By Dr. Cheng Peng, Texas Instruments
The challenge in introducing digital video to
emerging applications, such as smart video
surveillance IP cameras (netcams) is controlling cost while maximizing performance
without compromising reliability or quality.
Traditionally, optimizing a design has entailed extensive hand-coding of algorithms in assembly. Today’s
video development platforms, however, provide
codec and other functionality off-the-shelf. Developers are able to access codec functionality through
APIs which abstract the specific implementation
details of codecs. Such codecs are often already optimized for a particular hardware platform and are
easily integrated into applications using the API.
From an application perspective, it doesn’t
matter what video codec is in use. In fact, if the particular codec and its implementation details can be
transparent to the application, developers gain the
ability to easily interchange codecs during camera
operation (see Figure 1). Interchangeability enables
many important features, such as dynamic adjustment of the video codec to use a lower bit rate until
an event of interest occurs and then switch to a higher bit rate, higher quality codec. This maximizes the
use of limited network bandwidth, reserving it for
those cameras where the most quality and detail is
required.
CODEC TRANSPARENCY
To keep different codecs transparent at the application level, an API must necessarily be somewhat
generic, keeping the API focused on encoding, decoding, and control operations. If the API includes too
many codec-specific operations, the application code
will become tied to that particular codec.
A generic API can significantly speed time-to-market and enables digital video to be easily introduced
into a wide range of new applications. Developers,
however, often assume that the only way they can
optimize a system is to break past the API to call
directly into codec code and to fine-tune codec performance. Breaking past the API, however, destroys
the interchangeability of codecs.
Breaking APIs also erodes the reusability of application code since it becomes tied to the use of particular codecs. This is especially important to developers architecting a family of video products ranging in
functionality.
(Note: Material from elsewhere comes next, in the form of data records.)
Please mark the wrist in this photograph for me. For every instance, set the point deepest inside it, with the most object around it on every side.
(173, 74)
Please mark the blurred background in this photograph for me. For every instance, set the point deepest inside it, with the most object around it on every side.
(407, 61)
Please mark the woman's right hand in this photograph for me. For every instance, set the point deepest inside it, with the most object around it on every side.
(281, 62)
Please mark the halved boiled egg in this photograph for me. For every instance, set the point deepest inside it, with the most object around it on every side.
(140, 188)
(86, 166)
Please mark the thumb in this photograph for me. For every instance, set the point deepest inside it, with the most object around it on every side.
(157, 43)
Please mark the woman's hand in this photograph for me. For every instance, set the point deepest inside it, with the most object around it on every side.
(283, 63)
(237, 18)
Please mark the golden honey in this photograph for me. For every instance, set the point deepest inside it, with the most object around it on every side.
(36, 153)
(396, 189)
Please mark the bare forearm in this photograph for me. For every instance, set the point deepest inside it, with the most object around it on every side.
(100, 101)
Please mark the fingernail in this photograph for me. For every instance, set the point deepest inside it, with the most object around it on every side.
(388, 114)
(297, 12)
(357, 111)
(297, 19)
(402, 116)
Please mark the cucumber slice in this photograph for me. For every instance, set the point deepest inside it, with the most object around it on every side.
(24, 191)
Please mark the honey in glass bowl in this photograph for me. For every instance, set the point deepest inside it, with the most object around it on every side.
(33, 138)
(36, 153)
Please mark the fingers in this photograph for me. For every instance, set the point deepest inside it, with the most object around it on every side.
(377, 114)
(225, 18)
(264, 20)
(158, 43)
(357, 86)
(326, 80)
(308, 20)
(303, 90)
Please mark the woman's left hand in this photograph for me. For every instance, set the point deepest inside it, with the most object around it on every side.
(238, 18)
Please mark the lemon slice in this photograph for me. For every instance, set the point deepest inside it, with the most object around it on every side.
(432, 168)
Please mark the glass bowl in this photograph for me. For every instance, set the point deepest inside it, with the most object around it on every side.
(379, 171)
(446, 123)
Ideally, when a function such as denoising is implemented, OEMs would like to use the
same code across the product line rather than have to
redesign the function for multiple codecs, display
sizes, or bit rates.
System optimizations can result in substantial cost savings when developers can reduce the overall processing load (enabling a less expensive processor to
be used in final production) or decrease the amount
of memory a system requires. The key is to step
beyond handcoding optimizations or breaking APIs.
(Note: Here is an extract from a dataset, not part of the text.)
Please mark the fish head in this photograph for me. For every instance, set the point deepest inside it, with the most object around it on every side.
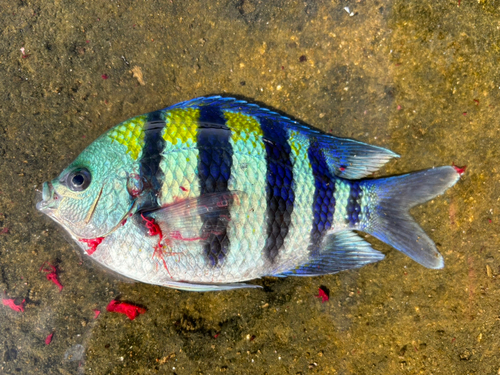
(90, 198)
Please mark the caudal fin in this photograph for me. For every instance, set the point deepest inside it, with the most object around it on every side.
(390, 220)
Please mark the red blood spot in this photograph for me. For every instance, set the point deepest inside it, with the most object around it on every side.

By approaching optimization from a system perspective that balances performance, cost, quality, and
reliability, developers achieve a cost-effective design
that provides interchangeability without requiring
tedious code optimizations.
COMPONENT-BASED ARCHITECTURES
Figure 2 shows the basic architecture for an intelligent IP netcam. One of the ways that an effective
API can be defined is to abstract the system into various components which can be implemented in hardware or software, depending upon the actual hardware resources available.
Any of these components could be implemented
completely in hardware or completely in software.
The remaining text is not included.